Hillcrest Petroleum Ltd. (CVE:HRH) divested of two Gulf of Mexico properties, allowing the company to allocate resources toward higher-value opportunities located onshore, while also removing a significant forward obligation from its balance sheet, the company said on Friday.
This transaction was completed with the objective of removing onerous asset retirement obligations (ARO) that were deemed too large to be covered through a declining production and revenue stream, and is consistent with the company’s strategic objective of focusing on conventional onshore oil and gas development.
Oil production from these assets has decreased by over 35% since early 2014, and without additional capital investment, oil production will continue to decline, forcing unit production costs to increase. The joint venture partners involved have been unable to agree upon additional capital investment programs designed to increase production levels, which had a decisive impact on the decision by Hillcrest to proceed with the transaction.
“This is an important transaction for our company,” Don Currie, Hillcrest Petroleum chief executive officer, states.

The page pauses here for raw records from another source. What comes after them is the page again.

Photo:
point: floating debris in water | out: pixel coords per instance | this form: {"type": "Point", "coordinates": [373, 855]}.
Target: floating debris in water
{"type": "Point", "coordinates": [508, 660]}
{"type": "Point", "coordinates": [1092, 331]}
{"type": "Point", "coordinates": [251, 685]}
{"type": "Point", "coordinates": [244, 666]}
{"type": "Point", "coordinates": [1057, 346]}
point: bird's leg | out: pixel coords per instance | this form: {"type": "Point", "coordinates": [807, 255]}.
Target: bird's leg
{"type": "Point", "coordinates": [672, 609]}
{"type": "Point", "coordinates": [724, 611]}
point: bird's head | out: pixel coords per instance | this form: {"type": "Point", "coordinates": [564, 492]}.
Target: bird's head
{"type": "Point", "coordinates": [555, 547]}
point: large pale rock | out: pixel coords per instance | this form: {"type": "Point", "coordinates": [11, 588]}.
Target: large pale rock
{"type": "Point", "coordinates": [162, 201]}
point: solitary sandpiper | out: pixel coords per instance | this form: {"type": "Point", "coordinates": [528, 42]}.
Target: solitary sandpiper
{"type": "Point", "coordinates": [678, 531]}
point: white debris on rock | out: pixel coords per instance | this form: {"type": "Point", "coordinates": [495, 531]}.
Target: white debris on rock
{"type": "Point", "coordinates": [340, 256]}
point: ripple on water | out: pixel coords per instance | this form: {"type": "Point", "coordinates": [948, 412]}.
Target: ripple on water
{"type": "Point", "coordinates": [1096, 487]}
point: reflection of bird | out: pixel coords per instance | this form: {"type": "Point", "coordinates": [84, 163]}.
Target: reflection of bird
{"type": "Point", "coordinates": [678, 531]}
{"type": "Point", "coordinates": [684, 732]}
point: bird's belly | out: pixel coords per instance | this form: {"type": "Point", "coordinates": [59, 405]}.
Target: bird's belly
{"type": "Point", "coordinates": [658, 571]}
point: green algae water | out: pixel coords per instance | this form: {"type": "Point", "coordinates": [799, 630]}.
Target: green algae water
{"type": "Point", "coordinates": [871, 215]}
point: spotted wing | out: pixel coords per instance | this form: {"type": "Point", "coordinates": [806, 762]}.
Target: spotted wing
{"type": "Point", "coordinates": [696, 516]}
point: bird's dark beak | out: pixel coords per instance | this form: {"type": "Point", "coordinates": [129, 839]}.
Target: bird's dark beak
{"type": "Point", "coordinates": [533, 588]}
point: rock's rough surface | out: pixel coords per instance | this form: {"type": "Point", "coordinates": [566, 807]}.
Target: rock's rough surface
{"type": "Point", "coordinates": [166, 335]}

“Although we are divesting of a property that had reasonable production levels, the production is relatively high cost and is operated by others. Although we had plans in place to increase oil production rates through well recompletion operations and development drilling, our non-operated position in these properties restricted our ability to execute influence on these initiatives.”
He added: “As production continues to decline, and with production costs remaining relatively constant and in some cases increasing, we have experienced a decrease in net revenue with the last month being essentially break-even. In addition, the potential impact of the new federal bond regulations is likely to significantly increase capital requirements for offshore production operations, further adding to the challenge the company would face. The company will receive significant relief from present and future costs due to this transfer of ownership.”
The terms of the transaction are as follows:
The company has arranged a private placement of up to 15 million units at five cents to raise gross proceeds of $750,000. Each unit consists of a common share and one-half of a share purchase warrant, wherein each whole warrant entitles the holder to acquire an additional common share of the company at eight cents for a period of two years from the date of closing.
The company anticipates closing a first tranche of approximately $365,000 immediately, subject to TSX Venture Exchange approval, with a second tranche expected to close in due course. Board members and management of the company intend to participate in the placement for a minimum of $150,000 to a maximum of $250,000, representing approximately 33% of the total placement.
Proceeds from the placement will be used to pay down or retire secured debt, finance registration requirements in Texas and Louisiana, and provide general working capital.